Camden Courier Post - December 15, 1980

Poor, dumb jocks ain’t got no culture

 

By Peggy Morgan of the Courier-Post

 

"Oh, that poor guy, he's playing with a abscess." I was making one of my periodic attempts to penetrate the sports mind. The attempts last maybe five minutes because I cannot locate the mind.

 

Abscesses, however, I can understand – that unfortunate fellow on TV in royal blue grabbing fearfully onto a stick as his abscess was draining.

 

"That's a plug of tobacco, not an abscess." Tobacco spit, in livid color, I did not comprehand. The only decent reason for spitting is an abscess, or possibly pneumonia.

 

"WHO'S THAT ANIMAL with the scraggly hair and the prognathus chin," I asked. "That's Tug McGraw," Carl said in a tone both appalled and aggrieved.

 

The cat and I turned on our heels and quit the television room. I felt sort of sick from the putrid brown spit.

 

So ended my most recent attempt at athletic understanding. I dislike sports like I dislike television. Luckily for me, that obliterates two animadversions at once. I'm closing my mind to them. They don't merit any more effort or time, which is running out and not to be wasted.

 

SPORTS AND GAMES and numbers, also known as scores, and competition make my mind pucker, as if it had bitten into an unripe persimmon. I think the idea of winning and losing is immoral, like war. The only books worthy of flushing, page by page, are ones with titles like. "How To Make Your Child A Winner."

 

Sports is why so many men are so very boring. And often violent. I know there are football heroes who write poetry – one, maybe two – but they are Elephant-Man freaks, not typical jocks. Philadelphia's winning streak does not prove the city is superior but that it is stuffed with thugs. Teams are licensed gangs.
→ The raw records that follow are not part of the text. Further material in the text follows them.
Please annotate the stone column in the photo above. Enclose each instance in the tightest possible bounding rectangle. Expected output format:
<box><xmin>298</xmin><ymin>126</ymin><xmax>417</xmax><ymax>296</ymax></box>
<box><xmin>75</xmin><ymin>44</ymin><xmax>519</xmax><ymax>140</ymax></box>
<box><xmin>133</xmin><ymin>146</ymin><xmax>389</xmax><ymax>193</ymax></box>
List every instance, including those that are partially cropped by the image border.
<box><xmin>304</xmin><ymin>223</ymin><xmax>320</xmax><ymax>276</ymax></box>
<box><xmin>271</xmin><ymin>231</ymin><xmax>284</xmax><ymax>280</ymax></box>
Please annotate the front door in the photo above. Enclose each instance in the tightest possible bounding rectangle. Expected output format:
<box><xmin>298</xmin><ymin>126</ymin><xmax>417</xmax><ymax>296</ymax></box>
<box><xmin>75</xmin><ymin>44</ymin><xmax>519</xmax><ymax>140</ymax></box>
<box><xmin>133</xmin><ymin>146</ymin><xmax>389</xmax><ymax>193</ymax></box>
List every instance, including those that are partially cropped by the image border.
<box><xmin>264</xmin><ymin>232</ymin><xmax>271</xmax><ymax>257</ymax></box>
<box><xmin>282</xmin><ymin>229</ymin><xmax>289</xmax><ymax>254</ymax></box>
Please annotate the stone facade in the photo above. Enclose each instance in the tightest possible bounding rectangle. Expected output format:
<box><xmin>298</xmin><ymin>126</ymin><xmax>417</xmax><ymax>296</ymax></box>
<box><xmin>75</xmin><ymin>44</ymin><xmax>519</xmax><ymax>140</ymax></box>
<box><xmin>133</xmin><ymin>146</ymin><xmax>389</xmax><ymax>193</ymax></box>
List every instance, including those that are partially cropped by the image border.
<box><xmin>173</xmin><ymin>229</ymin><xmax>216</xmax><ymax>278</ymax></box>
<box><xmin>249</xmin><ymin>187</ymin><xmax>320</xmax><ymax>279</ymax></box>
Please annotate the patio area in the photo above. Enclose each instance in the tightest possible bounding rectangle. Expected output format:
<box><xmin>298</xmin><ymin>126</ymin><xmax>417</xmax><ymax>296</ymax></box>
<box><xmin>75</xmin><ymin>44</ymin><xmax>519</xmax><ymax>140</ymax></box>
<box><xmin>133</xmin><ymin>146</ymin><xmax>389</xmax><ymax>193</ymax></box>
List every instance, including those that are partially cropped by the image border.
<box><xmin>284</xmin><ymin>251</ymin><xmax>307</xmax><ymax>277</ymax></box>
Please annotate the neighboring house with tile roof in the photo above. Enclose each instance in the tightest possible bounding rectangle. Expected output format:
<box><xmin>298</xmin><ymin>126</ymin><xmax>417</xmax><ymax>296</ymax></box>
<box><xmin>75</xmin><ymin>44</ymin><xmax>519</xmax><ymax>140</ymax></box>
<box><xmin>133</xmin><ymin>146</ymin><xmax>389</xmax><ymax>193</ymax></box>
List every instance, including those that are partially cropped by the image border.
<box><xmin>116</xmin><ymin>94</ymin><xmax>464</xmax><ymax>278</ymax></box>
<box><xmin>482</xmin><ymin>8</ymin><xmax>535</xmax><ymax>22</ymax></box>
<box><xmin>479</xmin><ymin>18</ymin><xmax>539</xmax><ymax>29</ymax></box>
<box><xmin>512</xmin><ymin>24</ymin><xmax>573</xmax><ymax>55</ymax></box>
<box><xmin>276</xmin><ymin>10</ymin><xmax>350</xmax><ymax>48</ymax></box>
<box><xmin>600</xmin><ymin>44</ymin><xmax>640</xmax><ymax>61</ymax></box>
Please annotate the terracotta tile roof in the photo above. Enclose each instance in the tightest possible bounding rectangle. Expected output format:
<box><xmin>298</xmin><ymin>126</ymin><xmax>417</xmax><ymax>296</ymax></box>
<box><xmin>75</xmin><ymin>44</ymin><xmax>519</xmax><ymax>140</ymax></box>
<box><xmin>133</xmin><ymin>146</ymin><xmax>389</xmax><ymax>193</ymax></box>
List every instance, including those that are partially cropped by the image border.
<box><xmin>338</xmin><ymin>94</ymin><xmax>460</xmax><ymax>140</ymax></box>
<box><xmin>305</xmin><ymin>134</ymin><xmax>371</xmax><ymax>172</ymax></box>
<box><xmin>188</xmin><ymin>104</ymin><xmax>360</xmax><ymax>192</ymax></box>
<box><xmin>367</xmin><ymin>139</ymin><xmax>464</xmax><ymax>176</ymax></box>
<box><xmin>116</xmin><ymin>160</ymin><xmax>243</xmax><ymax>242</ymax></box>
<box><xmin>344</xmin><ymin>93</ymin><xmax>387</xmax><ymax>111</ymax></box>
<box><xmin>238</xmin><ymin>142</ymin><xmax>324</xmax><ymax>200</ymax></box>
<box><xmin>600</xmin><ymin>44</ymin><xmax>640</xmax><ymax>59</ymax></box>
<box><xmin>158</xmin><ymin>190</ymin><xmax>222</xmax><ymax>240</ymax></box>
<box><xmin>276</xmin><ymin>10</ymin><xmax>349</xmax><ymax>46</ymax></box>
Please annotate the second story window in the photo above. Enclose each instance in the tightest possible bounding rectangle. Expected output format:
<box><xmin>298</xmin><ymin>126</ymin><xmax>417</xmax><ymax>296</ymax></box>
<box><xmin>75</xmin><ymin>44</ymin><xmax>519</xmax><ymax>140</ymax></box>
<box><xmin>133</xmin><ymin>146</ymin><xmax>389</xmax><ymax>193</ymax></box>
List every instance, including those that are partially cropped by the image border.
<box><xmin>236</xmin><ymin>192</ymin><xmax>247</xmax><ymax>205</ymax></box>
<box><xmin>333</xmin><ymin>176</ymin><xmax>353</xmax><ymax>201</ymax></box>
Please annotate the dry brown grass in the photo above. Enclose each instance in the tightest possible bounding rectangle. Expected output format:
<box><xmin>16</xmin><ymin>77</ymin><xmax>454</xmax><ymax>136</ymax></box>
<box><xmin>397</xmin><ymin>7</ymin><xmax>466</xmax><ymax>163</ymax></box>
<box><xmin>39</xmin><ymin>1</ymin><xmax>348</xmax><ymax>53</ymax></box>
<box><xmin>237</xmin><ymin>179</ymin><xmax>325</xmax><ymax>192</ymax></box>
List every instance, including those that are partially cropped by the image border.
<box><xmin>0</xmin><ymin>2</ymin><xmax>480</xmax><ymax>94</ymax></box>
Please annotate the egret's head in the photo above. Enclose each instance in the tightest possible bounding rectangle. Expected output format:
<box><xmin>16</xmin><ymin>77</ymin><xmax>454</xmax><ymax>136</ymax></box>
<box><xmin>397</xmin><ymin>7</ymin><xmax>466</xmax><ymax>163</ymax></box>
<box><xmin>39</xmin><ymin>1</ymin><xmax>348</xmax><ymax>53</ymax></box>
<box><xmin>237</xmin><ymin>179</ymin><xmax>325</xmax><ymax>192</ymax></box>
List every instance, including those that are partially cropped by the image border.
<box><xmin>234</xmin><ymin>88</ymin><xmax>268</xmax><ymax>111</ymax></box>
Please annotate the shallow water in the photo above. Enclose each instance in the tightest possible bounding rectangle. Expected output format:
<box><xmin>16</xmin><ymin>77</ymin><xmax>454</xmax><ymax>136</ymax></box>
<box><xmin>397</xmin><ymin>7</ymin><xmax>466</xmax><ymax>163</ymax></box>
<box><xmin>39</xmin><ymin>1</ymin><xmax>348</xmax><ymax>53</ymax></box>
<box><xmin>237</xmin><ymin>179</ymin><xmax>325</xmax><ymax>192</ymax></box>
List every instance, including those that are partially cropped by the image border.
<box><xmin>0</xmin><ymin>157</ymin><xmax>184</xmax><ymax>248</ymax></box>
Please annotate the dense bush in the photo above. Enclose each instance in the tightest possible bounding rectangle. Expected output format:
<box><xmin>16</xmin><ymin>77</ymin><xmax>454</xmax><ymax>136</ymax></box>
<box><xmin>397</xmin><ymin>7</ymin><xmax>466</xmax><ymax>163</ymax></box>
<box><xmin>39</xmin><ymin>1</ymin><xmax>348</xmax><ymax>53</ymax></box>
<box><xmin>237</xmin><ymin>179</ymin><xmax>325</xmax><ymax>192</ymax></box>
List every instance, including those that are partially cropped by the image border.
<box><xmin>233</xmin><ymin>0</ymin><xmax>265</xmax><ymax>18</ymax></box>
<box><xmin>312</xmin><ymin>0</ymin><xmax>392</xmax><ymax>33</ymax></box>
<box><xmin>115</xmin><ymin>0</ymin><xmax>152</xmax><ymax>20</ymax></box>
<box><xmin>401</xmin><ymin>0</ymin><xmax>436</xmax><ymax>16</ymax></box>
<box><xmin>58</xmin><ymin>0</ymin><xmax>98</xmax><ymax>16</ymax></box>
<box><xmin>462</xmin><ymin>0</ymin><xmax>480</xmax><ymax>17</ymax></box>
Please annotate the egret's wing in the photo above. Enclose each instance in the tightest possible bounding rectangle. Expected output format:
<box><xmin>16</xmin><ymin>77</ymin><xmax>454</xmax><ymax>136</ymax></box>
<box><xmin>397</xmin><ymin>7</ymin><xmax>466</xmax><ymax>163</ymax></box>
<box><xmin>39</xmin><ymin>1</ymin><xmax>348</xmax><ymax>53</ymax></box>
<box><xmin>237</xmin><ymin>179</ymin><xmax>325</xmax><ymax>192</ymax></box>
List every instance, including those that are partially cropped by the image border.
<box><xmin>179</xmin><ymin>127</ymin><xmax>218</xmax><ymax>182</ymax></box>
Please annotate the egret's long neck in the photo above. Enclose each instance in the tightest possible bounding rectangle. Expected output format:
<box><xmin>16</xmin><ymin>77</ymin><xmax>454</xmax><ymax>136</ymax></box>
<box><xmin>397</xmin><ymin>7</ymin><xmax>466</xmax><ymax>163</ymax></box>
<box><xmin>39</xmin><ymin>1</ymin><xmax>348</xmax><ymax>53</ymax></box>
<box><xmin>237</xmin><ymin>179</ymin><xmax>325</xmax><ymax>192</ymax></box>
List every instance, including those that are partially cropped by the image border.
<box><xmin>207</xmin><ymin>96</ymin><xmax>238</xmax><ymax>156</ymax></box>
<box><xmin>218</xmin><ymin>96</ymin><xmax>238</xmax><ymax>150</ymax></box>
I see a correlation between wolf-packs and organized sports.

 

The best thing about South Jersey life is its relative teamlessness. Team spirit is fascism; the cheers of the audience are blood-red roars.

 

I HAVE BEEN examining my apprehension since (he Phillies first approached the World Series. And discussing it since they won as often as I could bear. No one, not even girls, shares my animus. "You'd better shut up, or you'll get knifed,” my daughter advised me at the height of Phillies fever.

 

The otherwise sensible reporter argued: "Would you extinguish this little light in the common man's life?"

 

"Maybe he wouldn't be so common without sports. Maybe he could generate his own light." Maybe he could read John Cheever. Listen to Maria Callas or Edith Piaf. Mix, beat and bake a Sunday meal to the strains of the Bach unaccompanied cello suites. Pray to God for forgiveness of past spectator or participant sport sins. Shred a jogging suit. Tear an alligator from a breast to beat in repentance.

 

Life is grace under pressure. Why limit it to sports?

 

"SNOB," SAID THE reporter.

 

"No, I'm not" Sometimes I listen to rock and roll, read the front part of the Daily News and eat Big Macs, though not at one sitting.

 

I know my dislike has something to do with the kick my best friend gave me at camp when I fluffed a baseball catch. The fluff had something to do with being fat but more to do with the ball's not being a book.

 

The only time I saw my son, the football star, play was when I went to his first game. Tiny little cheerleaders and bitty baby jocks laden with helmets and false shoulders: I wept and went home. It looked like a perversion, like child pornography.

 

"We murdered them," my son says when he wins a game. My insides shudder. My otherwise exemplary daughter plays softball and tennis. I have failed as a mother.

 

Even books by my heros are not always pure. I tried but could not read Thomas McGuane's "The Sporting Club." I threw down "The Sun Also Rises" in disgust when I got to the bullfighting junk. Hemingway has done maybe more damage to poetic young men than he's worth. They miss the lesson of the shot in the head. Well, everyone has his failing.

 

From where I sit, the only exciting ' thing about sports is watching grown men cry and hug and kiss. Pity that their emotion is tapped only by victory and defeat.